On a aussi laissé entendre que M. Amar a retiré sa plainte pour me pardonner. Ce qui a entraîné le classement pur et simple de l’affaire. C’est encore faux. Je suis sûr qu’en retirant sa plainte, M. Amar avait bien d’autres préoccupations que ma liberté ou ma sécurité. En tous les cas, on me notifia le retrait de la plainte, tout en me précisant que le délit de diffamation tombait en même temps, mais que celui de « diffusion de fausses nouvelles courait encore ». Cependant, comme c’était ma parole contre celle du jeune stagiaire, on ne pouvait quand même pas m’envoyer devant un tribunal correctionnel, sur la base de cette seule « preuve ». C’est pour cette raison que l’affaire a été purement et simplement classée. Même si M. Amar avait maintenu sa plainte, il n’y aurait pas contre moi plus que la parole de ce garçon, qui a reconnu humblement avoir compris « affaire Ndiouga Kébé » plutôt que « Affaire du Watergate ». Il est vrai qu’il ne sait pas ce que « Watergate » signifie.

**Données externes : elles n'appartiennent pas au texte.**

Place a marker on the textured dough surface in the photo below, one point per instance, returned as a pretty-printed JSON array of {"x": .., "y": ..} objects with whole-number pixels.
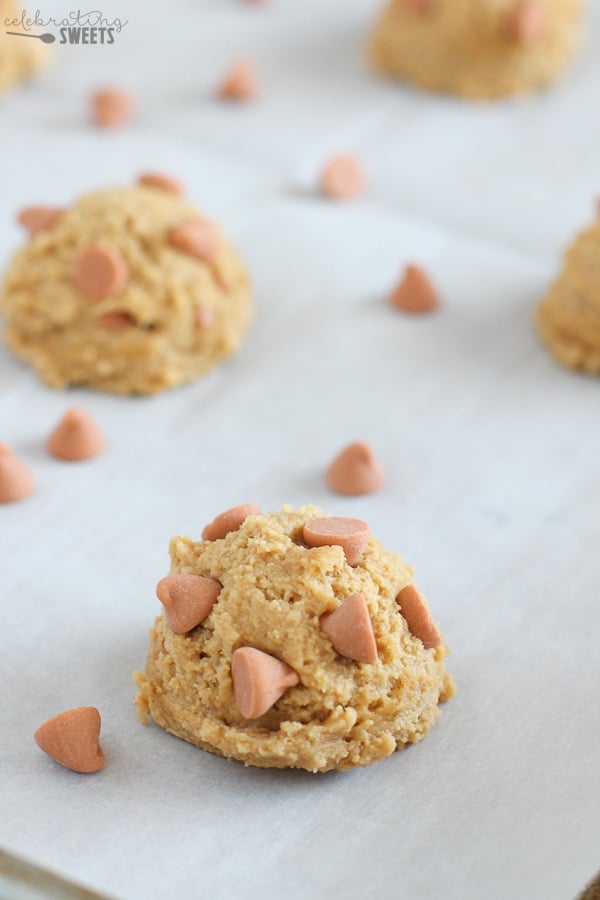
[
  {"x": 56, "y": 329},
  {"x": 19, "y": 57},
  {"x": 275, "y": 589},
  {"x": 569, "y": 316},
  {"x": 464, "y": 46}
]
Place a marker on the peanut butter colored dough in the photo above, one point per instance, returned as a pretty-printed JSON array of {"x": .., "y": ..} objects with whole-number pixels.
[
  {"x": 20, "y": 57},
  {"x": 275, "y": 589},
  {"x": 476, "y": 48},
  {"x": 136, "y": 329},
  {"x": 569, "y": 316}
]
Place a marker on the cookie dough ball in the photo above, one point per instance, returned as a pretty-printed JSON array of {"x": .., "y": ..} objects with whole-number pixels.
[
  {"x": 479, "y": 49},
  {"x": 569, "y": 316},
  {"x": 292, "y": 640},
  {"x": 20, "y": 57},
  {"x": 128, "y": 291}
]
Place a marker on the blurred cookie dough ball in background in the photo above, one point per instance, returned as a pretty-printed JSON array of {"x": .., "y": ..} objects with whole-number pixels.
[
  {"x": 129, "y": 290},
  {"x": 20, "y": 56},
  {"x": 478, "y": 49}
]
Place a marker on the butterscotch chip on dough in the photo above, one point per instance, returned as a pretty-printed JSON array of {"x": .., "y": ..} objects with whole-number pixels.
[
  {"x": 71, "y": 738},
  {"x": 568, "y": 317},
  {"x": 112, "y": 107},
  {"x": 302, "y": 660},
  {"x": 20, "y": 57},
  {"x": 129, "y": 291},
  {"x": 479, "y": 49},
  {"x": 415, "y": 292}
]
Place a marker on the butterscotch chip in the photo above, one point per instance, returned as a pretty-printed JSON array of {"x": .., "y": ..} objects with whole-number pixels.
[
  {"x": 418, "y": 617},
  {"x": 187, "y": 599},
  {"x": 198, "y": 238},
  {"x": 351, "y": 535},
  {"x": 259, "y": 680},
  {"x": 71, "y": 738},
  {"x": 100, "y": 272},
  {"x": 112, "y": 108},
  {"x": 107, "y": 301},
  {"x": 526, "y": 23},
  {"x": 303, "y": 660},
  {"x": 161, "y": 182},
  {"x": 415, "y": 293},
  {"x": 39, "y": 218},
  {"x": 76, "y": 437},
  {"x": 116, "y": 322},
  {"x": 228, "y": 521},
  {"x": 479, "y": 50},
  {"x": 356, "y": 471},
  {"x": 343, "y": 178},
  {"x": 240, "y": 83},
  {"x": 16, "y": 479},
  {"x": 350, "y": 630}
]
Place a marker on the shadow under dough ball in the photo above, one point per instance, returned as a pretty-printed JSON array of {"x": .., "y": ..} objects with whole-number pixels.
[{"x": 478, "y": 49}]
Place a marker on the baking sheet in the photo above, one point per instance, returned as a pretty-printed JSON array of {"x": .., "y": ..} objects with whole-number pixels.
[{"x": 491, "y": 451}]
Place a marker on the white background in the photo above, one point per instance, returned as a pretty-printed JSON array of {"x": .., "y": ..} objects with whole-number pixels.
[{"x": 490, "y": 447}]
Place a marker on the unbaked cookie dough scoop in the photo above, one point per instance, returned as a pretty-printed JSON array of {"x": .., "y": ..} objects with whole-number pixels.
[
  {"x": 129, "y": 290},
  {"x": 568, "y": 317},
  {"x": 21, "y": 55},
  {"x": 292, "y": 639},
  {"x": 479, "y": 49}
]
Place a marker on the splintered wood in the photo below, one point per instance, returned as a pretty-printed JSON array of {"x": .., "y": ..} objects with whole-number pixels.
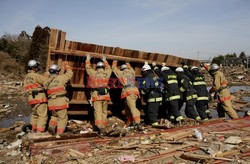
[
  {"x": 61, "y": 50},
  {"x": 155, "y": 146}
]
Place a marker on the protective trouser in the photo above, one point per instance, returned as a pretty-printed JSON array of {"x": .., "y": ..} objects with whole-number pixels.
[
  {"x": 226, "y": 106},
  {"x": 189, "y": 109},
  {"x": 152, "y": 111},
  {"x": 132, "y": 113},
  {"x": 39, "y": 117},
  {"x": 201, "y": 107},
  {"x": 174, "y": 109},
  {"x": 59, "y": 119},
  {"x": 100, "y": 113}
]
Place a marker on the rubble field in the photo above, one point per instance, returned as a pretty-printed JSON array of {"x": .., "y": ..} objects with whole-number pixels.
[{"x": 219, "y": 141}]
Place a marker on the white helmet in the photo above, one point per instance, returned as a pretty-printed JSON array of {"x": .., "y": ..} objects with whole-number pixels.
[
  {"x": 54, "y": 69},
  {"x": 33, "y": 63},
  {"x": 146, "y": 67},
  {"x": 100, "y": 65},
  {"x": 124, "y": 66},
  {"x": 179, "y": 69},
  {"x": 194, "y": 67},
  {"x": 214, "y": 67},
  {"x": 164, "y": 68}
]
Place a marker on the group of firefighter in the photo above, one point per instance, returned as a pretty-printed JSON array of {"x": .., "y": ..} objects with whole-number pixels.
[{"x": 159, "y": 86}]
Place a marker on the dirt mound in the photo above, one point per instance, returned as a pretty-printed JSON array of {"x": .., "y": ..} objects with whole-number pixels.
[{"x": 9, "y": 67}]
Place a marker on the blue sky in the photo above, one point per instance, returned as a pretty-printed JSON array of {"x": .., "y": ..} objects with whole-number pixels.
[{"x": 178, "y": 27}]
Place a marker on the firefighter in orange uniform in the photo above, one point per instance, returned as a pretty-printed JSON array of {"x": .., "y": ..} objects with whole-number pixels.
[
  {"x": 33, "y": 85},
  {"x": 130, "y": 92},
  {"x": 221, "y": 92},
  {"x": 58, "y": 102},
  {"x": 98, "y": 80}
]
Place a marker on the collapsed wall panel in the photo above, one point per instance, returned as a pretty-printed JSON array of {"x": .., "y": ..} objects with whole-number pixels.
[{"x": 61, "y": 50}]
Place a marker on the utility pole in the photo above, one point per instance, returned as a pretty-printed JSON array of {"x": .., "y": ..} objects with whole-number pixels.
[{"x": 247, "y": 60}]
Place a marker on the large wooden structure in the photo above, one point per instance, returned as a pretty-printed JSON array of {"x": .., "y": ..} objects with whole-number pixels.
[{"x": 61, "y": 50}]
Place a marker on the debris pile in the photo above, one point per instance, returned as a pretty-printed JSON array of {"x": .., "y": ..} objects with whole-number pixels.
[
  {"x": 234, "y": 76},
  {"x": 12, "y": 97},
  {"x": 213, "y": 144}
]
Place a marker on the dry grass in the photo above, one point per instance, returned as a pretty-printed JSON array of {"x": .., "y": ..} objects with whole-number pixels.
[{"x": 8, "y": 65}]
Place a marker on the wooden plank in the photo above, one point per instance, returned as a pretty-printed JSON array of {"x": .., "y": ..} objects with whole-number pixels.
[
  {"x": 202, "y": 158},
  {"x": 110, "y": 57},
  {"x": 62, "y": 40}
]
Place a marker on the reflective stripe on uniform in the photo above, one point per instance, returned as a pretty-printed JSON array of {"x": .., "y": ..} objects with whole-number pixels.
[
  {"x": 191, "y": 97},
  {"x": 60, "y": 130},
  {"x": 100, "y": 122},
  {"x": 225, "y": 99},
  {"x": 179, "y": 118},
  {"x": 52, "y": 122},
  {"x": 101, "y": 97},
  {"x": 224, "y": 83},
  {"x": 198, "y": 118},
  {"x": 155, "y": 99},
  {"x": 34, "y": 127},
  {"x": 37, "y": 101},
  {"x": 202, "y": 98},
  {"x": 174, "y": 97},
  {"x": 172, "y": 76},
  {"x": 136, "y": 118},
  {"x": 40, "y": 129},
  {"x": 32, "y": 86},
  {"x": 127, "y": 93},
  {"x": 57, "y": 107},
  {"x": 172, "y": 81},
  {"x": 199, "y": 83},
  {"x": 182, "y": 89},
  {"x": 142, "y": 92},
  {"x": 54, "y": 90}
]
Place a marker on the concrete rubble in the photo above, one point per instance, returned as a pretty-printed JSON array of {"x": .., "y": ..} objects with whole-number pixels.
[
  {"x": 218, "y": 143},
  {"x": 122, "y": 144}
]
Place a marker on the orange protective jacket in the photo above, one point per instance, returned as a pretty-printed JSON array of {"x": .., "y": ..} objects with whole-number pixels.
[
  {"x": 127, "y": 79},
  {"x": 34, "y": 82},
  {"x": 98, "y": 78},
  {"x": 56, "y": 91}
]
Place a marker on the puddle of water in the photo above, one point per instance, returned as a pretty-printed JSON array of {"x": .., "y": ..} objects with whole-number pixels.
[{"x": 8, "y": 122}]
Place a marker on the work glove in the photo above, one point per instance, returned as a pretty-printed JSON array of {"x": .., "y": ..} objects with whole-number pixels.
[
  {"x": 183, "y": 63},
  {"x": 66, "y": 65},
  {"x": 202, "y": 64},
  {"x": 104, "y": 58},
  {"x": 209, "y": 98},
  {"x": 216, "y": 96},
  {"x": 88, "y": 56}
]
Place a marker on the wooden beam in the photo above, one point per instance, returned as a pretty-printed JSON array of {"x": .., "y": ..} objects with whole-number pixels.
[
  {"x": 202, "y": 158},
  {"x": 110, "y": 57}
]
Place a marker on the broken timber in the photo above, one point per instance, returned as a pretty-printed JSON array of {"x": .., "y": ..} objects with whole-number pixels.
[
  {"x": 61, "y": 50},
  {"x": 56, "y": 148}
]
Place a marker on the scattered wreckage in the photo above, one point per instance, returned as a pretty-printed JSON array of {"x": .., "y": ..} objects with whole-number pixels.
[{"x": 214, "y": 141}]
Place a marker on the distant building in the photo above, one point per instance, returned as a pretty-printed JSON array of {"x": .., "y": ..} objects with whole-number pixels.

Je répète donc que je ne me suis pas du tout rétracté ; je n’ai rien nié : j’ai répété ce que j’ai dit et écrit, avec des sources à l’appui. J’ai tenu aussi à reconnaître devant l’inspecteur de police qui m’interrogeait comme devant le Procureur de la République, que je ne suis qu’un homme, donc un être imparfait, susceptible, partant, de me tromper. Et  j’ajoutais que si, par extraordinaire, on me donnait la preuve formelle que j’ai bien fait la déclaration qui m’a été prêtée, en me faisant écouter un enregistrement authentique, où je reconnaissais sans équivoque ma voix, j’aurais l’humilité de faire mon mea culpa, et d’accepter que je m’étais trompé, que ce n’était point ce que je voulais dire.

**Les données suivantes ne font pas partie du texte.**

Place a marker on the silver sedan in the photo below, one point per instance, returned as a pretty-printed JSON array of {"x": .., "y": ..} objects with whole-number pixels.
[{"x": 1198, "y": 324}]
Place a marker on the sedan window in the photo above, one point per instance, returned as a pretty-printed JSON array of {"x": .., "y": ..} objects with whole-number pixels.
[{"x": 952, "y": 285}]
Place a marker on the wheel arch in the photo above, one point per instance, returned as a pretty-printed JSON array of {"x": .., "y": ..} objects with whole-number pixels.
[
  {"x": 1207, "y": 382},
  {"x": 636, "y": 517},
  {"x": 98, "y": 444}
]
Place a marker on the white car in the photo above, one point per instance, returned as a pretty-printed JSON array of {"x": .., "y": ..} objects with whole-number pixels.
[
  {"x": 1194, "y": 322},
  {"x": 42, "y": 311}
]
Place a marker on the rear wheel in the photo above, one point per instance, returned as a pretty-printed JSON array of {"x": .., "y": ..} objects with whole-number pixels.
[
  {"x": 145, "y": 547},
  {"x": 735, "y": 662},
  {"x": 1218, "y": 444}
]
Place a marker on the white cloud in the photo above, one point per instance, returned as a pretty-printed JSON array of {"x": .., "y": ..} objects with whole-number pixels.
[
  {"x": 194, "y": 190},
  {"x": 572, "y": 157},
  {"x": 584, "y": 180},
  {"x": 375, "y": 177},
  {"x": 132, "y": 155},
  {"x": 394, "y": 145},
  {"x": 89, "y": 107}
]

Je profite de cette opportunité pour rassurer tout le monde, d’abord mes parents, mes amis, mes sympathisants : je ne suis ni un va-t-en guerre ni un candidat au suicide. Je fais beaucoup attention à ce que je dis et à ce que j’écris. En particulier, je n’écris ni pour nuire, ni pour plaire à qui que ce soit, ni pour récolter des lauriers. Je me prends pour ce que je suis : un citoyen qui a un droit de regard appuyé sur la gouvernance de son pays.
Après les avoir rassurés, je les remercie du fond du cœur pour leur forte mobilisation. Des mails, des appels téléphoniques et des SMS me sont venus du Sénégal et des quatre coins du monde. Ne pouvant pas répondre à chacun d’eux, je les prie de trouver ici l’expression de ma profonde reconnaissance.

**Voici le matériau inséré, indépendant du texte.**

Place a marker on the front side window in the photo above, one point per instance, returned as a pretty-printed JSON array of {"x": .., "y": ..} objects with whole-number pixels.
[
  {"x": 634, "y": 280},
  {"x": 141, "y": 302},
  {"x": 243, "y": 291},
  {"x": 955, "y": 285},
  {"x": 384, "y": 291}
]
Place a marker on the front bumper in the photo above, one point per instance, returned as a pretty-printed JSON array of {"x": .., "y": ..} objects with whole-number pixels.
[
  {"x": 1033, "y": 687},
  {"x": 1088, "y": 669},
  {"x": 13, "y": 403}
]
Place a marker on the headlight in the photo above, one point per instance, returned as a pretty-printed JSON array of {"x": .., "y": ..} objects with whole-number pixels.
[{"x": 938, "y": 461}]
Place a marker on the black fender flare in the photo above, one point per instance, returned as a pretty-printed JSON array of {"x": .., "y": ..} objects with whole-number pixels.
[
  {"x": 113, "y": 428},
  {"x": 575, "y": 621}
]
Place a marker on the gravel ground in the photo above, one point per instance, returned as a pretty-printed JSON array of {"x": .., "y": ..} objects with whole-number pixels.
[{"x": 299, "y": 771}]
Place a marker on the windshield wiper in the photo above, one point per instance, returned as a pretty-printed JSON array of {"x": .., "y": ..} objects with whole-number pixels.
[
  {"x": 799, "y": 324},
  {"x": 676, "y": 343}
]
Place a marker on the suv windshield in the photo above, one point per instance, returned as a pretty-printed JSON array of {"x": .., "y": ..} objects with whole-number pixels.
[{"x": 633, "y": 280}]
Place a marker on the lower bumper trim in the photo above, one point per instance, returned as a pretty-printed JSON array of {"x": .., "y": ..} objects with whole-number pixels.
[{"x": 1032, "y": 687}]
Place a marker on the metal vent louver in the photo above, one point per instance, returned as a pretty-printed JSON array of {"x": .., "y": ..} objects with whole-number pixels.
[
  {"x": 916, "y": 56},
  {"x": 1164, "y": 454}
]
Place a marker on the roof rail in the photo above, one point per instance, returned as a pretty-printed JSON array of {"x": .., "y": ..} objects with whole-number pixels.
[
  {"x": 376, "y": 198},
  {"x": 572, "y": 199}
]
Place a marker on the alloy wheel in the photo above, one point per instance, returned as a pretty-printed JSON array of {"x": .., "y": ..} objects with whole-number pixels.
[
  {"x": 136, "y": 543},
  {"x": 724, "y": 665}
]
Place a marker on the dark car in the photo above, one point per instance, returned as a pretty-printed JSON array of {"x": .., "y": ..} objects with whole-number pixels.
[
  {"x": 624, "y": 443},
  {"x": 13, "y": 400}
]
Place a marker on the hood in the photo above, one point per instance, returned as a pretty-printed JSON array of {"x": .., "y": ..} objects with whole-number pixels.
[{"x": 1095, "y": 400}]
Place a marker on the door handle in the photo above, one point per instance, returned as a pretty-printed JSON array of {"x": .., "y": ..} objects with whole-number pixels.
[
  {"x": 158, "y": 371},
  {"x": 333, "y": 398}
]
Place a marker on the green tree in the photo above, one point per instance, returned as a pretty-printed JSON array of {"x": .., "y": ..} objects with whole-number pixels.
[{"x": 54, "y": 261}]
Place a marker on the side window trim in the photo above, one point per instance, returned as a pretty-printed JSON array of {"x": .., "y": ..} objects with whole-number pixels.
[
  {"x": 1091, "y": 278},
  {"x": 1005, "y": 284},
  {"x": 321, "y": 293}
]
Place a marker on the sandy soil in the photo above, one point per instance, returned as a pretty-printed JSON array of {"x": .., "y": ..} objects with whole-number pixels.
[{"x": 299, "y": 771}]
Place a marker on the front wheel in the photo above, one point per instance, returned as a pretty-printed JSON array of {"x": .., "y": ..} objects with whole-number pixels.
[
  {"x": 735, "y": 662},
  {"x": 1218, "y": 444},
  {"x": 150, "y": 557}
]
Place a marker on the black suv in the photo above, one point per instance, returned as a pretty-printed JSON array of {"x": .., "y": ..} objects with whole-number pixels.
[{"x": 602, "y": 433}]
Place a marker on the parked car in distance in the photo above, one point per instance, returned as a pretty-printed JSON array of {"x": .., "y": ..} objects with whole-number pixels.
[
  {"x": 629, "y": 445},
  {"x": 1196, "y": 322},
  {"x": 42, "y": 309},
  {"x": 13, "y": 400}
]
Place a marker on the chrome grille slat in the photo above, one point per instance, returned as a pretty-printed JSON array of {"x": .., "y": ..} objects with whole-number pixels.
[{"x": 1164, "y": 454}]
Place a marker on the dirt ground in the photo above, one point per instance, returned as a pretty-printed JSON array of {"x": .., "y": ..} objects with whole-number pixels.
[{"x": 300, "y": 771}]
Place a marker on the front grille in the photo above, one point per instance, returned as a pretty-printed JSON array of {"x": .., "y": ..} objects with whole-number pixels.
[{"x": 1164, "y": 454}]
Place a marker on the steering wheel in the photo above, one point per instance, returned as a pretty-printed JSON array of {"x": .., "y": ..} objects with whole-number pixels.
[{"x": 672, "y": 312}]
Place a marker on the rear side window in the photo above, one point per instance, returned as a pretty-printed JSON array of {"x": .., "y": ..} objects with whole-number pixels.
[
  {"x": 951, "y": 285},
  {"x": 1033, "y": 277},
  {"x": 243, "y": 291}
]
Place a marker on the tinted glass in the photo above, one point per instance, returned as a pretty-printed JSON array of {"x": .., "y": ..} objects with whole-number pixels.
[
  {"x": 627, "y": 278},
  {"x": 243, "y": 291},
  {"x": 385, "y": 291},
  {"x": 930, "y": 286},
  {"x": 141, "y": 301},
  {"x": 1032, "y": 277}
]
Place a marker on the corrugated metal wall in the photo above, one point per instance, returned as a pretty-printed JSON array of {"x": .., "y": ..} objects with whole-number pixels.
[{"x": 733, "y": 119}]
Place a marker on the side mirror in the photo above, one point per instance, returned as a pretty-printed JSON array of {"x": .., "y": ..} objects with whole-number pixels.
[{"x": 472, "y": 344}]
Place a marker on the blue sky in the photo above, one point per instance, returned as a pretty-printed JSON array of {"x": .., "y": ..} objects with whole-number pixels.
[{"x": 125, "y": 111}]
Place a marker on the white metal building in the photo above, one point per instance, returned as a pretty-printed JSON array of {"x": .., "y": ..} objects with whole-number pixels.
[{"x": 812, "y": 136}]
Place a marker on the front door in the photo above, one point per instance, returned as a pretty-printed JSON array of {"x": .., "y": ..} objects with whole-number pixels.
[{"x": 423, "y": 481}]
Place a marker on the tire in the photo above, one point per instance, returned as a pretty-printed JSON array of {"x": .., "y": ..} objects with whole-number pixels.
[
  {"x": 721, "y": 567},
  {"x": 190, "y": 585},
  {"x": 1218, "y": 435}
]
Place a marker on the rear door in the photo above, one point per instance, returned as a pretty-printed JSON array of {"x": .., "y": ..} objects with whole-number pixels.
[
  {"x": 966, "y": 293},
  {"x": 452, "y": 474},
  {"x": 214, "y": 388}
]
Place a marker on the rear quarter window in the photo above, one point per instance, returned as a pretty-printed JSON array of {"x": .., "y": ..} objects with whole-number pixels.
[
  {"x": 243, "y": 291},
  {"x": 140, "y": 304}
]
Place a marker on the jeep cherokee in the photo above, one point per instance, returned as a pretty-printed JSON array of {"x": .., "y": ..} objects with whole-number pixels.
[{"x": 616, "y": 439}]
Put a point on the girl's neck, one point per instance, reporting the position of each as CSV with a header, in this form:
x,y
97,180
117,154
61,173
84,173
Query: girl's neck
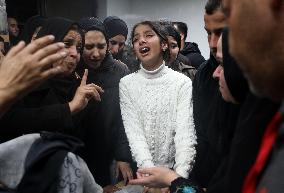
x,y
152,67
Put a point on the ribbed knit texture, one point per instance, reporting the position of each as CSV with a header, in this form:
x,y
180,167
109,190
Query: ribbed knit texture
x,y
156,109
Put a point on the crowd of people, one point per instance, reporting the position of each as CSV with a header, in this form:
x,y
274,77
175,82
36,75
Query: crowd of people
x,y
81,111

Je rends enfin grâce à Dieu, qui m’a soutenu et a fait échouer le sordide projet mis en œuvre par mes adversaires pour m’humilier. Il m’a rendu très fort, très confiant, très serein. Je n’ai flanché en aucun moment, ni devant l’inspecteur qui m’interrogeait, ni devant le Procureur de la République. Je n’en voyais d’ailleurs pas la raison, et je crois être sorti ragaillardi de cette sordide affaire, indigne d’une Démocratie, d’une République qui se respecte.